CArtAgO is orthogonal with respect to the specific agent model adopted [5], so it can be integrated and used by agents possibly based on heterogeneous computation model & architecture, so as to develop open multi-agent systems possibly composed by heterogeneous agents sharing and interacting inside the same artifact-based environments. In spite of this orthogonality, the A&A model and CArtAgO it have been conceived to be particularly effective when integrated with cognitive agent languages/frameworks/platforms, such as the one based on the BDI model/architecture.

CArtAgO technology includes [4]:

  • a Java based API to program the environments
  • a runtime / infrastructure to run the environments, possibly distributed over the network
  • bridges that allow for integrating CArtAgO with different kinds of agent programming languages/framwork/platforms. The most updated one is c4jason bridge - which is the core of a family of platforms based on the tight integration of Jason and CArtAgO (JaCa, JaCaMo, JaCa-Android). Other bridges, still to be updated for the most recent version of CArtAgO, include bridges to Jadex and AgentFactory. Besides these ones, a raw Java API is provided to build custom bridges to what ever existing agent platform.

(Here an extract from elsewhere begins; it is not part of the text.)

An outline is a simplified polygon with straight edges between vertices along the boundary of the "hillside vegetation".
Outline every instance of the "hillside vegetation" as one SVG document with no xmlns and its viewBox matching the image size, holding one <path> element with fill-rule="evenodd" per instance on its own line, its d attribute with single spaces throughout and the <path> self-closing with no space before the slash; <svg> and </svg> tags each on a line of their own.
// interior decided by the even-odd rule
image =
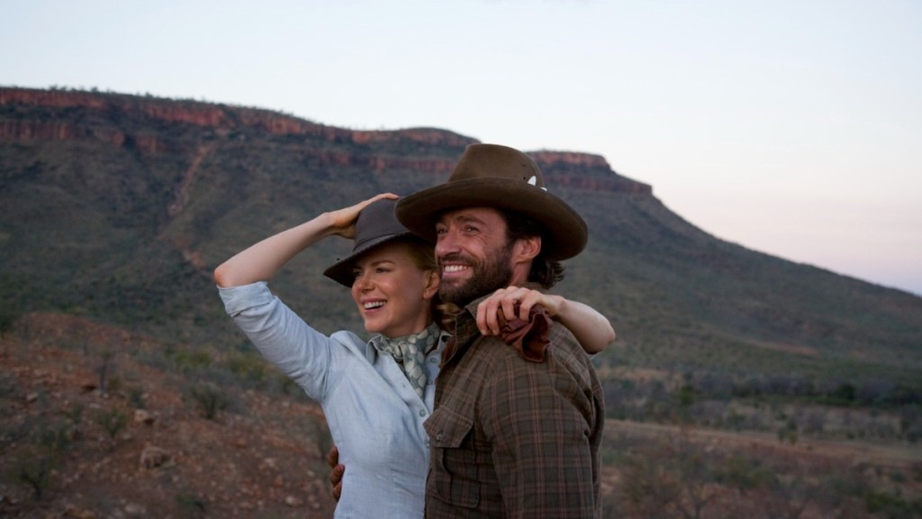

[1] D. Weyns, A. Omicini, J. J. Odell, Environment as a first-class abstrac- tion in multi-agent systems, Autonomous Agents and Multi-Agent Systems 14 (1) (2007) 5-30.
[2] A. Ricci, M. Piunti, and M. Viroli. Environment programming in multi-agent systems: an artifact-based perspective. Autonomous Agents and Multi-Agent Systems, 23:158-192, 2011
[3] A. Omicini, A. Ricci, M. Viroli, Artifacts in the A&A meta-model for multi- agent systems, Autonomous Agents and Multi-Agent Systems 17 (3) (2008) 432-456.
[4] A. Ricci, M. Piunti, M. Viroli, A. Omicini, Environment programming in CArtAgO, in: R. H. Bordini, M. Dastani, J. Dix, A. El Fallah-Seghrouchni (Eds.), Multi-Agent Programming: Languages, Platforms and Applica- tions, Vol. 2, Springer, 2009, pp. 259-288.
[5] A. Ricci, M. Piunti, L. D. Acay, R. Bordini, J. Hübner, and M. Dastani. Integrating artifact-based environments with heterogeneous agent-programming platforms. In Proceedings of 7th International Conference on Agents and Multi Agents Systems (AAMAS08), 2008.

Framework/Infrastructure:

JaCa-Android

Authors: A. Santi, A. Ricci

E-Mail: a.ricci@unibo.it

Link: http://jaca-android.sourceforge.net

Description:

Platform for developing agent-based applications and multi-agent systems based on the JaCa model (Jason+CArtAgO) on the top of Android Mobile computing platform [1].

[1] Andrea Santi, Guidi Marco, Alessandro Ricci. JaCa-Android: An Agent-based Platform for Building Smart Mobile Applications. In Proceedings of LAnguages, methodologies and Development tools for multi-agent systemS (LADS-2010), 2010.

Framework/Infrastructure:

JaCaMo

Authors: O. Boissier, R. Bordini, J. Hubner, A. Ricci, A. Santi

E-Mail: a.ricci@unibo.it

Link: http://jacamo.sourceforge.net

Description:

General-purpose platform for developing multi-agent systems based on Jason+CArtAgO+Moise providing an integrated approach to Multi-Agent Programming, including main programming dimensions such as Agent-Oriented Programming, Organisation-Oriented Programming and Environment Programming.